The Tenets of OM in Sex

by OneTaste New York  Aug 8, 2013

Someone asked me the other day, “What's the next fantasy you want fulfilled?” And they said it in this way where I knew they meant BDSM, or group sex, or some kind of acrobatic position or newfangled toy. Which is awesome—but not my fantasy right now.

The truth is this is my fantasy right now: to feel God through my sex.

I've had it and felt it, it seems to be ever-evolving, and I want even more of it. I want to feel my humanness and feel the deepest levels of surrender I can access. I want to sink inside my sex to its point of origin where timelessness sets in and we are traveling and fucking in the liminal space where form and boundaries seem to dissolve and there is just a felt sense of what to do next. Where every cell of my body is saturated with orgasm and vibrating with aliveness. Where I feel like the droplet of water about to fall from the leaf for the entire duration of the fucking.

Here the tenets of OM begin to come into play and reveal themselves as navigational tools to use in these realms of immersion and involuntary:

Feel, not formula. I don't know what wants to happen next but something in me knows and knows how to feel its way through the experience with precision. I have to release every impulse to rely on linear lovemaking or assumptions about what should happen next.
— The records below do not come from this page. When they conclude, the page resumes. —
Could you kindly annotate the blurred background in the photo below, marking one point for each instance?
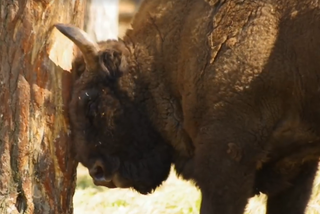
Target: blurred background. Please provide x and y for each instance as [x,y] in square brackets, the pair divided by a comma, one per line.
[109,19]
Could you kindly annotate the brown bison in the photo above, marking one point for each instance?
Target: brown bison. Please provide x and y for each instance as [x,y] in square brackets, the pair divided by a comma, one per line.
[227,91]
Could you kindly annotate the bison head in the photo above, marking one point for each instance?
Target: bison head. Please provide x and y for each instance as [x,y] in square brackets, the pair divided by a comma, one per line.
[112,134]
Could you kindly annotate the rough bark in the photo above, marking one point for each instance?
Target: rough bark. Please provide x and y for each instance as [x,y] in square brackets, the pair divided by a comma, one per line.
[102,19]
[37,169]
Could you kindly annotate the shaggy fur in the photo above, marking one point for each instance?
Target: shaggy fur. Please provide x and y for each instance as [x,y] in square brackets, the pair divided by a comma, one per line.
[227,91]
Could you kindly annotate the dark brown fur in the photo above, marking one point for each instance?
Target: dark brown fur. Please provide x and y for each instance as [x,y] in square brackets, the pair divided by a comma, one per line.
[227,91]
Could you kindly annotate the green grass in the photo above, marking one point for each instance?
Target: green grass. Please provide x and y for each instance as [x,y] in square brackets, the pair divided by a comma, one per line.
[175,196]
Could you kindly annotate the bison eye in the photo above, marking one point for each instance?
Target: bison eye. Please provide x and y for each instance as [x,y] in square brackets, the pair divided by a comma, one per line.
[111,60]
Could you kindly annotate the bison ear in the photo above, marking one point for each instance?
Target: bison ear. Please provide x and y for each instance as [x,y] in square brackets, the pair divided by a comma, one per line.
[114,62]
[81,39]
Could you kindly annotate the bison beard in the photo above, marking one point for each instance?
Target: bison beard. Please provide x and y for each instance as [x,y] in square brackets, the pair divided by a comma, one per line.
[226,91]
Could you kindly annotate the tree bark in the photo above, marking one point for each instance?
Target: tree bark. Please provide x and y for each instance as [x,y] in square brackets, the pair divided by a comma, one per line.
[102,19]
[37,168]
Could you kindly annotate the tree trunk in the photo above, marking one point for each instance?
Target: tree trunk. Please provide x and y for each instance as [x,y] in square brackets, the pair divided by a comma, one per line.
[37,168]
[102,19]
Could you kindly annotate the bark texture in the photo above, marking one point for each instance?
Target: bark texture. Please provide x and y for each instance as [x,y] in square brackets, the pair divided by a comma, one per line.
[37,169]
In that space of not-knowing, my body simply moves in the most resonant and sensational way.

Be willing to let go of looking good in favor of being vulnerable. In this depth of connection, I don't get to look good. I don't get to have perfect makeup and my body is revealed in all its imperfections. To surrender to the next most sensational stroke is to allow him to see me fully as I am.

Speak from the sensation. Words carry so much power. They can facilitate and lubricate my way more deeply into the sensation of being immersed in connection, or they can jar me out of it. Here it is vital to speak from the sensation—to touch down into the root of what I am feeling in my body and then instruct and guide him from there. To put the sensation into my words as I say them and to let him feel me inside of every word.

Stay connected no matter what. If I feel the connection get thinner or wane, something subtle needs to shift. He needs to slow down, or I need to get my voice out, or we need to sink in more and move our bodies less. Willingness to communicate here and to stay open in the face of a diminished sense of surety is key.

In this way, each tenet appears in my mind at the very moment I begin to not know what to do next, leading me through the experience like a softly guiding hand.

This kind of sex is like an instruction manual for how to live a life that is built into my body and the fabric of who I am. It reminds me that all there is to do is surrender to the stroke, again and again. It builds in me an unwavering faith that I am held and taken care of and loved beyond measure at every turn.

This is the sex that is our birthright as human beings, and OM is the vehicle with which we can use to traverse more and more complex and felt-rather-than-seen realms of connection.